Inductors of the type considered are usually static polyphase inductors of annular form surrounding the ingot mold. These inductors usually comprise an annular, closed magnetic yoke provided with a plurality of poles projecting radially inwardly from the yoke, uniformly displaced from each other in the circumferential direction of the latter and each provided with an exciter winding.
Inductors of this type, as well as their application for the continuous casting of metal, are for instance described in the French Pat. No. 2,315,344 (IRSID) or No. 2,279,500 (Usinor). These inductors when mounted around the product to be cast will produce a magnetic field rotating about the axis of the metal cast and thus cause rotation of the liquid metal.
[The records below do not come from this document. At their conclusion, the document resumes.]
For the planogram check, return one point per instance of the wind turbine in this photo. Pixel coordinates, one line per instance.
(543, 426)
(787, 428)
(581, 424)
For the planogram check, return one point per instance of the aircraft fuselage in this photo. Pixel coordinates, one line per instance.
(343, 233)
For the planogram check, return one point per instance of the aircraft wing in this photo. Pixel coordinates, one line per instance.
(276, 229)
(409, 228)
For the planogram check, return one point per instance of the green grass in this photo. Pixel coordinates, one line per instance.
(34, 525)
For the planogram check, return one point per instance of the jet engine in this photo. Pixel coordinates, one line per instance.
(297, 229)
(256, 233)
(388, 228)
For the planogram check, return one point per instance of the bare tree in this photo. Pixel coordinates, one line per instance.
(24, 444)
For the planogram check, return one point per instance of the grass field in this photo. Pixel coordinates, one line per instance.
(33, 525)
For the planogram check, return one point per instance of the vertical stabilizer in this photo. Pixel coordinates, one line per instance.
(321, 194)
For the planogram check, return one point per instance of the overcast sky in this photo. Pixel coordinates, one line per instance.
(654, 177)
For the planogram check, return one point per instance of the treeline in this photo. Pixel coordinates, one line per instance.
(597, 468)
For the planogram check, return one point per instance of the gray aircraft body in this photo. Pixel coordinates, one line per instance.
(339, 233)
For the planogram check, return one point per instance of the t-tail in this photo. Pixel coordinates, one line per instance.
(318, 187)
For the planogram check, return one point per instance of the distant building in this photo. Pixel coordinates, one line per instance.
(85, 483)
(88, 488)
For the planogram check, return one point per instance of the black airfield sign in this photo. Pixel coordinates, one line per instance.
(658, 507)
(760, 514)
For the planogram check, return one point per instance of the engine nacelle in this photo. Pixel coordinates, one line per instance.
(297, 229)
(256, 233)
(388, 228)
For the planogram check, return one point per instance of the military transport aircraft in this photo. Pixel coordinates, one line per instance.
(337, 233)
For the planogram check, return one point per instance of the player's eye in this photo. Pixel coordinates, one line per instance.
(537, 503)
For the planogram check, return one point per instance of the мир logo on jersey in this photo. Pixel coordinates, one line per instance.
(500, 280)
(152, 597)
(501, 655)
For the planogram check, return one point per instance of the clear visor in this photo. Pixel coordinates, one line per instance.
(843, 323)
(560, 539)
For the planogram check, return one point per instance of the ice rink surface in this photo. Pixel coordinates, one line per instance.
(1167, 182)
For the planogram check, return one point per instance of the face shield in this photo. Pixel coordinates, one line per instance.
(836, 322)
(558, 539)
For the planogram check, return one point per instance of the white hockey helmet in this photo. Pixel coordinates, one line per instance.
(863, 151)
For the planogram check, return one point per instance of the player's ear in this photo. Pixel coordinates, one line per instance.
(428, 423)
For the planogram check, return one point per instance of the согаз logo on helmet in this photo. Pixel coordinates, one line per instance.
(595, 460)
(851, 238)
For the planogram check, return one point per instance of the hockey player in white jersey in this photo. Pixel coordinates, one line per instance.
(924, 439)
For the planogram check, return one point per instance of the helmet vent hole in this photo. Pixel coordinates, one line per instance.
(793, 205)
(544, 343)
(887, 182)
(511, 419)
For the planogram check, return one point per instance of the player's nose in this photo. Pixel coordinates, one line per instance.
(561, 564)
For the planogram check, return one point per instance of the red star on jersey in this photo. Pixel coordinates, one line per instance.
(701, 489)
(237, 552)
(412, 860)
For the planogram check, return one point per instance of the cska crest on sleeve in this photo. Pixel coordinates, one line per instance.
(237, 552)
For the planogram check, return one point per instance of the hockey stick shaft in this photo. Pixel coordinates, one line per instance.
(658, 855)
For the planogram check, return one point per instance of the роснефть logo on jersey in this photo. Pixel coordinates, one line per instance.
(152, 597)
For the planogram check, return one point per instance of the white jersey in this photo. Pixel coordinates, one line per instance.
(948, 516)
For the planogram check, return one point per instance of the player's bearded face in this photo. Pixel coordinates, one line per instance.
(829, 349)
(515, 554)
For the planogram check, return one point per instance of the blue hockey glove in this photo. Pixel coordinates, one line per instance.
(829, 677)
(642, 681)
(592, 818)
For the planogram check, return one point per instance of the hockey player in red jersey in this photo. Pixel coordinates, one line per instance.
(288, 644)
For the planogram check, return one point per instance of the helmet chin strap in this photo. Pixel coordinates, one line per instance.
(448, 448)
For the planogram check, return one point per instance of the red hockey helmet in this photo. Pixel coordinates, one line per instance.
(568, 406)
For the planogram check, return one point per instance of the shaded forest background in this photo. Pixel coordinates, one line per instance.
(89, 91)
As is well known, especially during casting of steel, a controlled stirring of the liquid metal improves the quality of the casting produced, particularly as far as the structure of solidification is concerned.
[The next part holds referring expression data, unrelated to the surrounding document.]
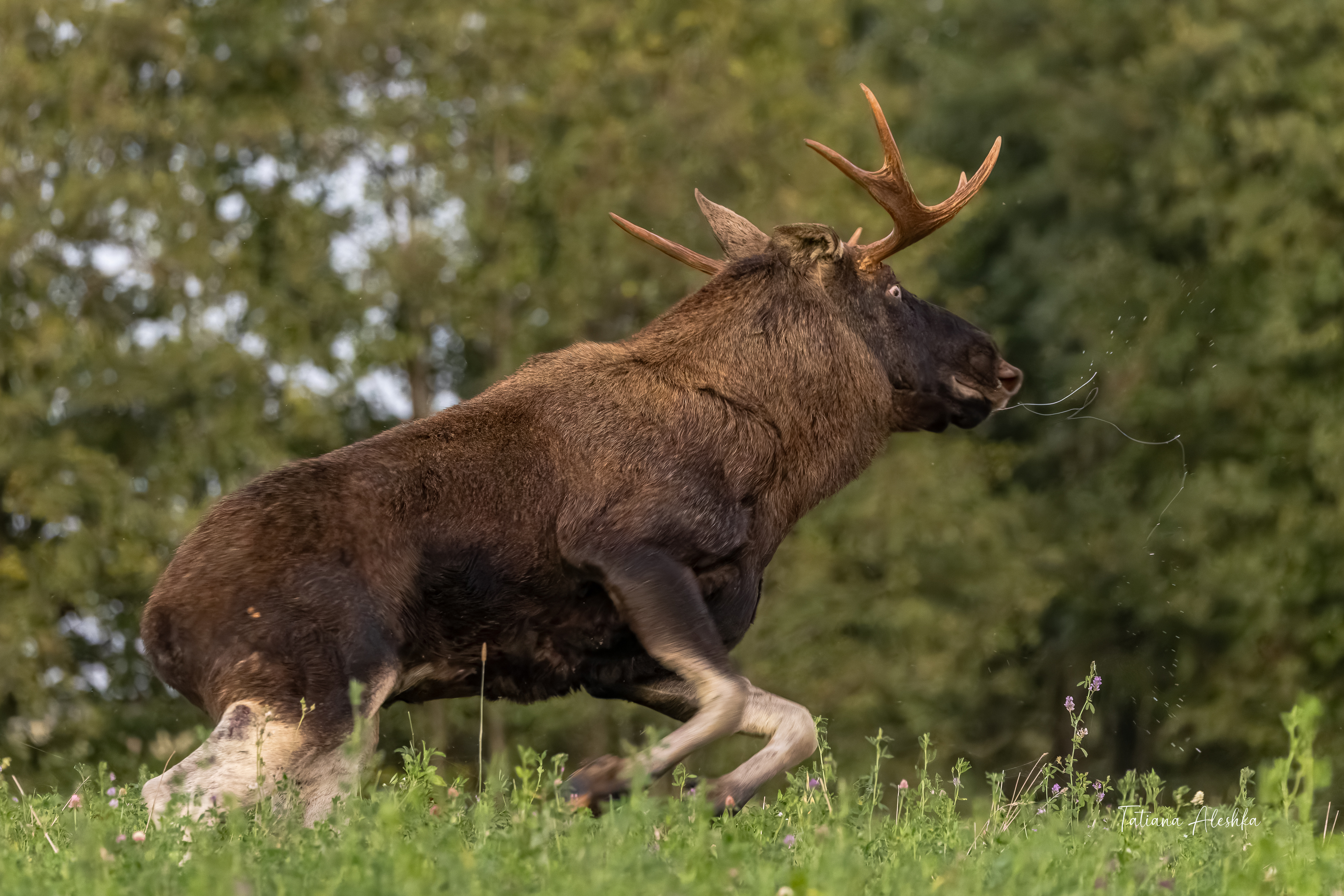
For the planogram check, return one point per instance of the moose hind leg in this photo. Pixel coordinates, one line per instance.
(240, 764)
(662, 602)
(790, 727)
(792, 738)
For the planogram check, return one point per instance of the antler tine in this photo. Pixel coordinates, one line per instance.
(666, 246)
(912, 219)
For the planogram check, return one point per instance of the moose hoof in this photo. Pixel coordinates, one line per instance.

It is likewise known that, in addition, it is possible to avoid inclusion in the cast metal by placing the inductor in the region of the upper end of the ingot mold to thereby centrifuge the free upper level of the cast metal in the latter.
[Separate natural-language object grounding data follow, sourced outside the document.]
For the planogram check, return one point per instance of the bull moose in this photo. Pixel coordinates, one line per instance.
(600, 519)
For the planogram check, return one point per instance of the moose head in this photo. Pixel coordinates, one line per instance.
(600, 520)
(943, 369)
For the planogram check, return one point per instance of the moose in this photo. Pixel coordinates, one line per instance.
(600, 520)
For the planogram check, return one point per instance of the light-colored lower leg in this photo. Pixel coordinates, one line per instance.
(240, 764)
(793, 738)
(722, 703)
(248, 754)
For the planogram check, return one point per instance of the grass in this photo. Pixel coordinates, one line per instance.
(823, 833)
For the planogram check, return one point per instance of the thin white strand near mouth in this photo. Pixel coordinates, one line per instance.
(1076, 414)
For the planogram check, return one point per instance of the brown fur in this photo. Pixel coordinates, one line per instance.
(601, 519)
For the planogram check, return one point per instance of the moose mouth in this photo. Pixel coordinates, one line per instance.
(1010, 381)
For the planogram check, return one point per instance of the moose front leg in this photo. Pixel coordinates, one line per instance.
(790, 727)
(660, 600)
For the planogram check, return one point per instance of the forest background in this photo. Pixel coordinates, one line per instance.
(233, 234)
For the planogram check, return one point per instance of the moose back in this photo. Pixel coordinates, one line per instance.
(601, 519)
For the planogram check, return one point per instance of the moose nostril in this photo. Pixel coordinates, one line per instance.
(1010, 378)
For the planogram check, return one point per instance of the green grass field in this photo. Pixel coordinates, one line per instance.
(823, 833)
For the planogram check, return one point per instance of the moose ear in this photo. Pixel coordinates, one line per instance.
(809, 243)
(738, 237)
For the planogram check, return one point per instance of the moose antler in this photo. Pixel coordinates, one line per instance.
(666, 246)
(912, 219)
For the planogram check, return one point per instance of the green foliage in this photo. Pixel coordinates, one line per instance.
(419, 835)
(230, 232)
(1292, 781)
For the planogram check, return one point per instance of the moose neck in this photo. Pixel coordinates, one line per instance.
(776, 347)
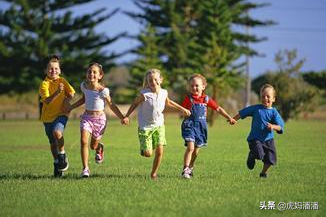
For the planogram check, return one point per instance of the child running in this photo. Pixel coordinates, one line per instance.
(265, 119)
(55, 93)
(93, 120)
(194, 128)
(151, 129)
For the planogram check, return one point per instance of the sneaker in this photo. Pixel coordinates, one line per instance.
(99, 155)
(186, 173)
(191, 171)
(263, 175)
(56, 172)
(85, 173)
(63, 162)
(251, 161)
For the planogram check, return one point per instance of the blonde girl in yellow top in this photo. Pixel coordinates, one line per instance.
(55, 93)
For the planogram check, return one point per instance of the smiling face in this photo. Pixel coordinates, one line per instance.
(267, 96)
(94, 74)
(154, 81)
(196, 86)
(53, 70)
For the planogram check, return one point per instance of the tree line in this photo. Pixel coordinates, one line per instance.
(180, 37)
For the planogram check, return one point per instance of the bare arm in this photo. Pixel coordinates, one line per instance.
(78, 103)
(66, 102)
(114, 108)
(221, 111)
(172, 104)
(237, 117)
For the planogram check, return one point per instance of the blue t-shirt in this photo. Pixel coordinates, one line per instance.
(260, 117)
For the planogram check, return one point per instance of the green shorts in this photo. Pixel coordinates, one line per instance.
(149, 139)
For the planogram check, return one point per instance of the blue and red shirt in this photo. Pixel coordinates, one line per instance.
(197, 100)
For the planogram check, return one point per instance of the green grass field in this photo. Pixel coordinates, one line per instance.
(222, 185)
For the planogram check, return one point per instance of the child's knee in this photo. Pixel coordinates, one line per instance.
(259, 155)
(57, 134)
(159, 150)
(147, 153)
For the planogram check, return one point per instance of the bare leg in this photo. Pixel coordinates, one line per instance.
(84, 147)
(59, 140)
(194, 157)
(188, 154)
(265, 168)
(147, 153)
(157, 161)
(54, 150)
(94, 143)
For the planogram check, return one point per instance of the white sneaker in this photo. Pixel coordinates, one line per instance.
(186, 173)
(85, 173)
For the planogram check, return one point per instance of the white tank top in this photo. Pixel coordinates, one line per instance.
(150, 112)
(94, 100)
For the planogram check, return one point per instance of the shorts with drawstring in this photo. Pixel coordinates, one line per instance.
(95, 125)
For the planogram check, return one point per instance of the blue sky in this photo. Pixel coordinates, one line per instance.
(301, 26)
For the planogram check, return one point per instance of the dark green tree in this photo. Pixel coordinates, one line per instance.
(200, 37)
(147, 57)
(31, 30)
(191, 32)
(293, 95)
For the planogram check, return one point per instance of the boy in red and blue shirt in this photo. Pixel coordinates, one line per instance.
(194, 128)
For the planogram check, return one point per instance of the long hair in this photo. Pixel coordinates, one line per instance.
(150, 72)
(100, 68)
(53, 59)
(265, 86)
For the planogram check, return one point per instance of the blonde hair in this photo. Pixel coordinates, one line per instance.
(100, 68)
(53, 59)
(150, 72)
(200, 76)
(266, 86)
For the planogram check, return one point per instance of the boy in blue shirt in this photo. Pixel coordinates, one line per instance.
(265, 119)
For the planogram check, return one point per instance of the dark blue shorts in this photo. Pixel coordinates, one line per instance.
(264, 151)
(194, 131)
(58, 124)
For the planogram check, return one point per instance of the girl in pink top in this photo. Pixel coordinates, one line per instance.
(93, 121)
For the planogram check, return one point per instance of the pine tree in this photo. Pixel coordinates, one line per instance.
(33, 30)
(147, 58)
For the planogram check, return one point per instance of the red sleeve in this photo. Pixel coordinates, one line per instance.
(186, 103)
(212, 104)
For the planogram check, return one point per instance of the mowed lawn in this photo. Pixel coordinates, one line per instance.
(222, 185)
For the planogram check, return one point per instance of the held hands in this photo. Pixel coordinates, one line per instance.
(67, 107)
(232, 121)
(125, 121)
(186, 112)
(270, 126)
(61, 88)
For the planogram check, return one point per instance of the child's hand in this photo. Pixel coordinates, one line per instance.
(125, 121)
(186, 113)
(232, 121)
(61, 88)
(66, 106)
(270, 126)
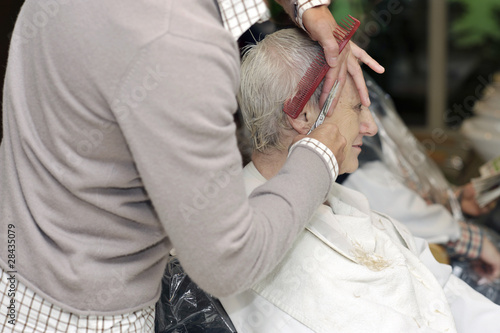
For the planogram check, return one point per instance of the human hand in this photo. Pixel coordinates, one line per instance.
(491, 258)
(320, 24)
(469, 204)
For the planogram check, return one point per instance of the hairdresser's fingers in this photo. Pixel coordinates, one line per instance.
(320, 24)
(335, 74)
(357, 54)
(366, 59)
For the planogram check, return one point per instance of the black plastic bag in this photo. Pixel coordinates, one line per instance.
(185, 308)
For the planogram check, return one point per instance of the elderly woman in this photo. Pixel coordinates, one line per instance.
(351, 269)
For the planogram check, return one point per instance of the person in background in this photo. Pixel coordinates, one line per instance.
(119, 144)
(352, 269)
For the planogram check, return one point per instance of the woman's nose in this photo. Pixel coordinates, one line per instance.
(368, 125)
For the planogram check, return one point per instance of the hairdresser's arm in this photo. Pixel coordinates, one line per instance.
(315, 17)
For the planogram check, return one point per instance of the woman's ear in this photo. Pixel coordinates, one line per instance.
(303, 123)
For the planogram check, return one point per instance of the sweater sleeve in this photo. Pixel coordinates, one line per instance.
(181, 134)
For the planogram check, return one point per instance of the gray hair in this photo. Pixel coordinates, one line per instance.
(270, 73)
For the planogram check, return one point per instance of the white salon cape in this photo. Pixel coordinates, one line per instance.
(354, 270)
(432, 222)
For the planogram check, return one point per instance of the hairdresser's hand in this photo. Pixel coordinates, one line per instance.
(320, 25)
(329, 135)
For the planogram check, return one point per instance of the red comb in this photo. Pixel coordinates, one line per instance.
(318, 69)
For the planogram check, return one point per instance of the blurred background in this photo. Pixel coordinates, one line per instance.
(439, 55)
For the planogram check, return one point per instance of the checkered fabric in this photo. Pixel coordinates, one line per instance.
(22, 310)
(323, 150)
(302, 5)
(470, 242)
(239, 15)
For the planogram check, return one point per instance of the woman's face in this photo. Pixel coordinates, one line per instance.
(354, 121)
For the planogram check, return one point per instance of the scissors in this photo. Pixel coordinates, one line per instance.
(326, 106)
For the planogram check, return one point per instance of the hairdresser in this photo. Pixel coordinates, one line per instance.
(119, 145)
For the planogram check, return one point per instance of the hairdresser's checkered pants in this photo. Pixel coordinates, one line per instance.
(32, 313)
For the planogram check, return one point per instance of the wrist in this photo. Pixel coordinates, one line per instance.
(301, 6)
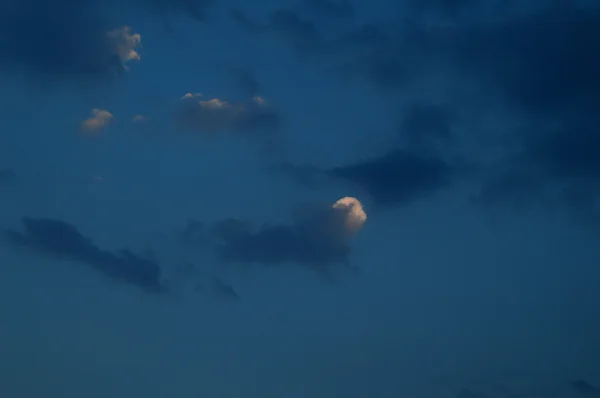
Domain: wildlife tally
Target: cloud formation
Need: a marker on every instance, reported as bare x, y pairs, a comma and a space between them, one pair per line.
213, 116
531, 68
62, 41
317, 238
59, 239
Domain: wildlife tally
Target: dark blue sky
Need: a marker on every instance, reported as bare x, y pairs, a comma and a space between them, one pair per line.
168, 171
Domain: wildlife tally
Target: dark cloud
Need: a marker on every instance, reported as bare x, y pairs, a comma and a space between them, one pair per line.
426, 125
331, 8
317, 238
533, 70
397, 178
61, 240
197, 114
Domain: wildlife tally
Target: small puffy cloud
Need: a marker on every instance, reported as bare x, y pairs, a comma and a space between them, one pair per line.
63, 41
198, 115
353, 214
125, 44
98, 121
Thus the inductor is usually placed at the upper level of the ingot mold to assure its maintenance at a proper temperature by cooling with a primary cooling water which cools the mold.
Such a process, to the industrial development of which the company to which the present application is assigned has made considerable contributions, is known to the public under the name "Magnetogyr Process".
This technique is generally practiced at all installations for the continuous casting of long product (billets, blooms, etc.).
However, a certain problem arises if the ingot mold is equipped with a system for detecting the level of the meniscus, formed at the upper free face of the rotating liquid metal, by means of gamma rays. As is known, such a system comprises an emitter of gamma rays and a receiver, for instance an ionization chamber, between which the cast metal passes, in which the metal in its upper portion is transversed by the bundle of rays, the diameter of which at the axis of the casting has to be sufficiently large in order to intercept the region of the flutuations of the height of the meniscus.
In the case of an ingot mold equipped with such a detecting system, it is usually not possible to place an inductor as high around the ingot mold as desired since the plurality of poles provided with the exciter windings present at the heads of the exciter windings, which project beyond the magnetic yoke, as well as the latter itself constitute a shield for the gamma rays.